Learning a new language becomes increasingly harder, the older we get – but it’s not impossible by any means. People do it all the time for school or work, but they very often have the advantage of taking a formal class or lessons.

The internet is brimming with opportunity to learn new languages, but often lacks the structure. Many websites promise to teach you a new language (usually for a fee), but their lessons are too long, or too short, or focus too much on written, with little emphasis on verbal skills – an understandable limitation, since it would be challenging to program a web script to detect the accuracy of a spoken accent.

These sites also tend to use a rather formulaic teaching approach that just doesn’t work on some people, and tends to get a little boring even for the people who respond well to the teaching methods.

Read vocabulary words, use in a sentence, pick the right word from multiple choice. Die of boredom. Rinse and repeat.

Enter LiveMocha – also known as OMG-I’m-never-going-to-get-anything-done-or-sleep-ever-again-this-is-so-coolhow-did-no-one-come-up-with-this-sooner-how-did-I-not-come-up-with-this-idea-gaaaaah.

I should back-up a little. I have always been a major language-buff, ever since I was a little kid. At my best, I spoke about 5 – English (of course), Spanish, German, Maori and Irish Gaelic (I had a thing for obscure languages) – and I was fluent in American Sign Language.

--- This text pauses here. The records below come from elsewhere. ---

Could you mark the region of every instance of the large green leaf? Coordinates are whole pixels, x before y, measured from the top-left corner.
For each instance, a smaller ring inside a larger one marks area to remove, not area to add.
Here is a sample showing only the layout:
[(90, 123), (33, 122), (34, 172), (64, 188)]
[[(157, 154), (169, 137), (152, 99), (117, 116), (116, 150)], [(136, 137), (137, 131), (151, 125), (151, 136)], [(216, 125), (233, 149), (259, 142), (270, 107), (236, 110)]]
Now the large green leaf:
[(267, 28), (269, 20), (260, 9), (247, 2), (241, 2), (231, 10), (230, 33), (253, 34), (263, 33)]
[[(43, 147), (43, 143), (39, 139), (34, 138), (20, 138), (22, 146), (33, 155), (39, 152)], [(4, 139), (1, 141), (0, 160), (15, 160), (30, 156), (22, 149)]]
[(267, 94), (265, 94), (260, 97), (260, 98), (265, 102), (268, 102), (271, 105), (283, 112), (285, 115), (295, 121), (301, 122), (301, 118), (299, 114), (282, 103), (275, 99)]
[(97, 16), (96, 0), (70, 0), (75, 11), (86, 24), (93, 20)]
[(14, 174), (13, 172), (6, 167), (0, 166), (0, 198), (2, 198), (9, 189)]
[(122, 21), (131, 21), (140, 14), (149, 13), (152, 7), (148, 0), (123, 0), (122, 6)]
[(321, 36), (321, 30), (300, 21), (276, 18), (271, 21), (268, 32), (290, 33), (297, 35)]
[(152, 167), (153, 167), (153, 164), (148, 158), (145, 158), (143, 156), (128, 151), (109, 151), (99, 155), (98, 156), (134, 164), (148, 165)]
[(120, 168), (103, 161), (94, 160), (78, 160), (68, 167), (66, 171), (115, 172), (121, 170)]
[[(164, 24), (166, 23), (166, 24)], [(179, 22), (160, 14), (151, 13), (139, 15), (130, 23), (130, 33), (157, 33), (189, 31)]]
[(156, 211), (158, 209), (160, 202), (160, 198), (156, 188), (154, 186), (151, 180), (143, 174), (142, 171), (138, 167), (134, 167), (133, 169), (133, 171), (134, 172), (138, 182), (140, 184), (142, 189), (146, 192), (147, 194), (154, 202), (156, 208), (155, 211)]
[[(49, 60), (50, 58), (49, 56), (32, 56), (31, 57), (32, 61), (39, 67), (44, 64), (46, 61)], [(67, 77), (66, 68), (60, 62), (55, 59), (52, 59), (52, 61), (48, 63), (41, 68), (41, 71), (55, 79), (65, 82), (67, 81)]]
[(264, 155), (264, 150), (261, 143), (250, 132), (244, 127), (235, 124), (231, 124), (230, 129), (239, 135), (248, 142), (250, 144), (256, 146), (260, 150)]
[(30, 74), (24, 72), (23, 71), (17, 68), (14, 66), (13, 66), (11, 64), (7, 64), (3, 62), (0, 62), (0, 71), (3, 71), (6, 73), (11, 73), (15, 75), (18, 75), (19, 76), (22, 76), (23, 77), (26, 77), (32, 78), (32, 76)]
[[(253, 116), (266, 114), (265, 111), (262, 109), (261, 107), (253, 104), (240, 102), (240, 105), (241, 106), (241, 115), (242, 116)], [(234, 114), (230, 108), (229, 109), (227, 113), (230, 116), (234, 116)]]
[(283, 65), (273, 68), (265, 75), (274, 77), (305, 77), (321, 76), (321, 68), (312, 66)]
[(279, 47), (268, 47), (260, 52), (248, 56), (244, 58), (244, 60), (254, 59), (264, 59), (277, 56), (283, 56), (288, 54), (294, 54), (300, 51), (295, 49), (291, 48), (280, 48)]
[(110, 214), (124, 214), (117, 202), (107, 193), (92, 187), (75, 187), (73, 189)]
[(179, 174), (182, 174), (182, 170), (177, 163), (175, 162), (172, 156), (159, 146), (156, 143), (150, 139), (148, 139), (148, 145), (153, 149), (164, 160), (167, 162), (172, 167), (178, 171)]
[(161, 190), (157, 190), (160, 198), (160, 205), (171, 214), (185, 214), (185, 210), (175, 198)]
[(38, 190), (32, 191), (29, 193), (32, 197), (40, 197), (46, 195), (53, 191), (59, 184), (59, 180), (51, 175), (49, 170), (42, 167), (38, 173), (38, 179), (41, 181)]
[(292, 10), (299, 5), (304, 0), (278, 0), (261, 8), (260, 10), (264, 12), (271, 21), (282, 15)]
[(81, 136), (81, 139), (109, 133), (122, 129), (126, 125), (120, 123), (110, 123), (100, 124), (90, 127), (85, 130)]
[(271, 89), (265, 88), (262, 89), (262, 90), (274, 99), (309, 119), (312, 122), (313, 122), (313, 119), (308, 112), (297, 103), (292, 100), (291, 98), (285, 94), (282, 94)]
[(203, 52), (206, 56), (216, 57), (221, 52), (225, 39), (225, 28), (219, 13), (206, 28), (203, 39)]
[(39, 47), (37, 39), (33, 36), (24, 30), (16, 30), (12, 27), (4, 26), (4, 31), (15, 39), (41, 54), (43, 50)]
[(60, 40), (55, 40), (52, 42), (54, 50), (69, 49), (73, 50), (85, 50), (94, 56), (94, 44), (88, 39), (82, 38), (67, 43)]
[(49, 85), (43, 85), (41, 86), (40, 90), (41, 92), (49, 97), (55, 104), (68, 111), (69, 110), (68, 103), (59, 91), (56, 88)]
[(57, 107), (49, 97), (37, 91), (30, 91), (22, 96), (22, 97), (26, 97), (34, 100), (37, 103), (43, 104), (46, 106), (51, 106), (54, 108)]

Of course, I also wrote in my journals in mirror-text, years before I found out DaVinci used to as well, and had gotten pretty good at writing in the Tengwar. Weird kid.

I digress…

LiveMocha does a lot of things right where other language sites completely miss the mark, from overall concept to the technology used in their execution. LiveMocha is billed as a social language-learning community – not the usual stale, boring language course with some crappy forums where people feel awkward posting because they aren’t good enough at the language yet. It is a community of people who are trying to learn a new language, and want to help others do the same – but more importantly, with LiveMocha, members are given the tools to effectively do that.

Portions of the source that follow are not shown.